Rusia, de la mano de Putin, ha emergido de las cenizas en que se encontraba después que se desintegró la Unión Soviética. Durante su adaptación al capitalismo, la patria de los zares atravesó por un desorden económico, social y político que la encaminaron incluso hacia una crisis de identidad que la dejaron, según algunos, camino a la disolución, cuestión que nunca estuvo en nuestros cálculos, debido a que los acontecimientos históricos que dieron origen a aquella nación se produjeron durante siglos, antes de La Revolución de Octubre.

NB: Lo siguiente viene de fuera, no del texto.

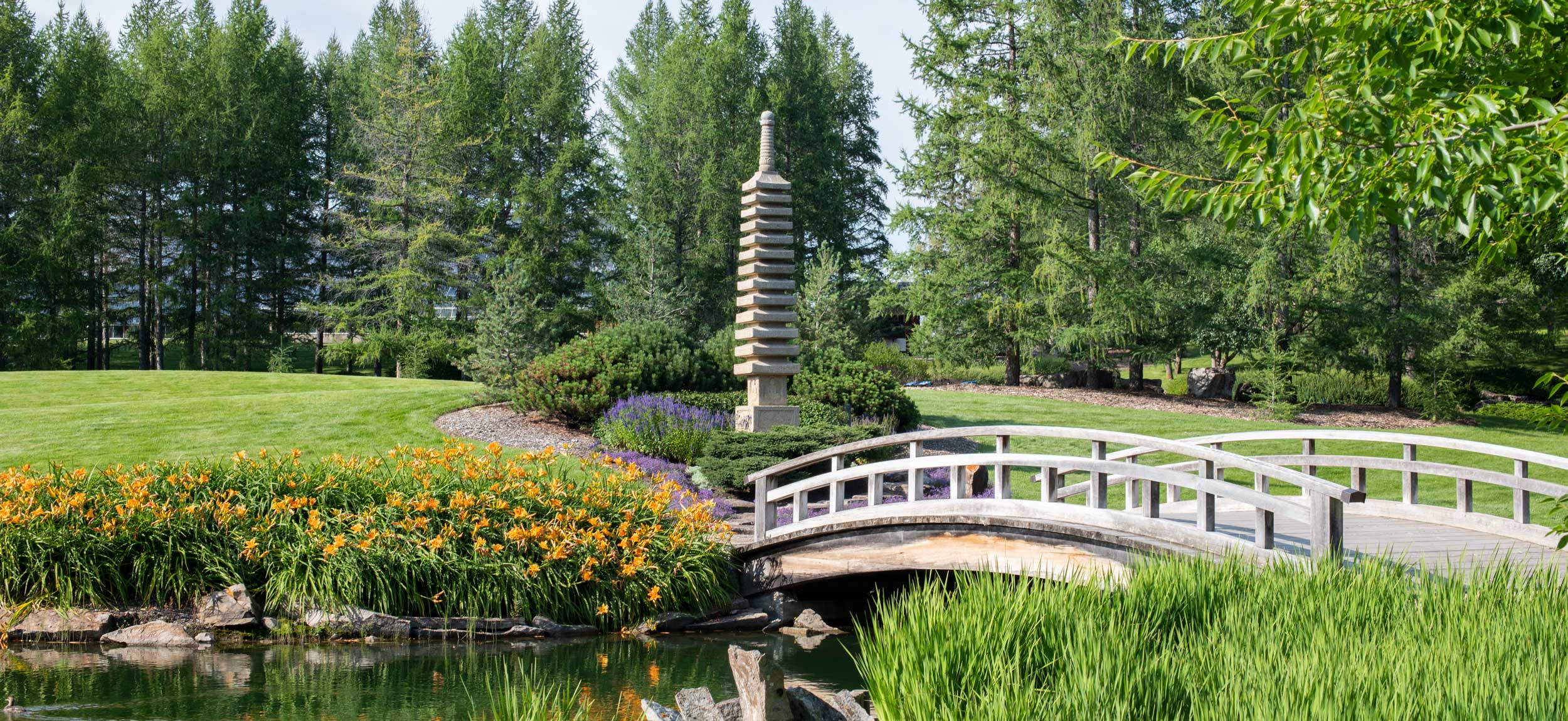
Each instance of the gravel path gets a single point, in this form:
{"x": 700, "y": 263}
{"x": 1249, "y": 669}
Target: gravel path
{"x": 502, "y": 425}
{"x": 1330, "y": 416}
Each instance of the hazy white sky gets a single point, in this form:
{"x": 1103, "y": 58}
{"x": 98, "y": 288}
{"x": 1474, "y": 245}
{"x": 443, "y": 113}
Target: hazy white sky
{"x": 877, "y": 27}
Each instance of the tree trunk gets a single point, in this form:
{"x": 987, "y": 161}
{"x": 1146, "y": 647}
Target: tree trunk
{"x": 1394, "y": 364}
{"x": 143, "y": 342}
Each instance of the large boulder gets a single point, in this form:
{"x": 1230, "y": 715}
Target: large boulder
{"x": 70, "y": 626}
{"x": 776, "y": 604}
{"x": 744, "y": 621}
{"x": 230, "y": 609}
{"x": 1211, "y": 383}
{"x": 152, "y": 634}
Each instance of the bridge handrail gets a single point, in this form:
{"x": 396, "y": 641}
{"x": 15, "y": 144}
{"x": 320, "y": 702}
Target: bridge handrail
{"x": 1409, "y": 466}
{"x": 1152, "y": 444}
{"x": 1371, "y": 436}
{"x": 1272, "y": 503}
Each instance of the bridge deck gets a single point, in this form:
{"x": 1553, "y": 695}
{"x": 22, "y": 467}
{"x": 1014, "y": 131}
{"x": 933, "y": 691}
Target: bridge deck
{"x": 1437, "y": 547}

Mientras el país euroasiático trataba, en medio de la confusión, de definir su destino, Occidente, cetro en mano, disponía del globo a su antojo, imponiendo a las naciones y estados débiles el modelo económico que consideraba idóneo para la implementación de esquemas políticos, jurídicos y hasta religiosos “moralmente aceptables” y “civilizadores”, para lo que usaron a los organismos financieros internacionales, a la Organización de las Naciones Unidas, a las grandes corporaciones, a medios de comunicación, a la industria del cine, a centros académicos, a organizaciones de la sociedad civil y a toda suerte de instituciones con niveles de influencia.
Durante la edificación de esa plataforma planetaria se fueron cuajando vicios que contribuirían con el desplome de la estructura, lo que dejaría el espacio para que los débiles, con las mismas herramientas y capitales de ellos, crearan las bases para la articulación de un nuevo orden económico mundial que avanza sobre ejes emergentes; y China, junto a Rusia, son partes esenciales del fenómeno que pone a Occidente a dar los coletazos que se expresan en hechos como la desestabilización del gobierno de Ucrania para impulsar fuerzas políticas pro occidentales que promovieran la adhesión a la UE.
Esa ofensiva ya andaba detrás de otras exrepúblicas soviéticas atrayéndolas hacia un acuerdo de libre comercio, paso elemental para avanzar hacia la integración económica y política. Países que pertenecieron a la órbita socialista, como Polonia, son, desde hace años, integrantes del bloque económico europeo, pero lo de Ucrania ya era demasiado para los rusos que iniciaron una contraofensiva llamada a desembocar en la adhesión de Crimea a la federación rusa.
Como la gota que rebosó la copa, se desataron los demonios y, adherida Crimea vinieron las sanciones a Rusia, activa diplomáticamente desde el intento de instalar en Polonia escudos antimisiles; desde la Primavera Árabe, las revueltas en Siria y el conflicto nuclear en Corea del Norte, episodios en los que también participó China, asumiendo posiciones similares al Kremlin. Las sanciones económicas llevaron a Putin a explorar otros mercados, y Beijing le abrió las puertas a su aliado del BRICS, pues posibilitó la firma de un acuerdo que permitirá a los rusos suministrarles gas por un valor de 400 mil millones de dólares.
El acuerdo, que no se limitó a lo energético, sino que incluye cuestiones militares, industriales, diplomáticas y políticas, fue firmado en Shanghái esta semana por Vladimir Putin y Xi Jinping. Este acontecimiento definirá un cambio geoenergético y dinamizará el geopolítico, porque en este juego que arma China, asoma también Alemania, líder de la UE y aliado tradicional de EE.UU, quien es jefe de Occidente y de la OTAN que amenaza constantemente a Rusia. Todo se mueve y enreda para que unos ganen y otros pierdan y Alemania entra en el tablero de la recomposición tratando de colarse para ganar. “La Ruta de la Seda”, en la que tendrá que entenderse con los colosos de los BRICS, lo deja claro.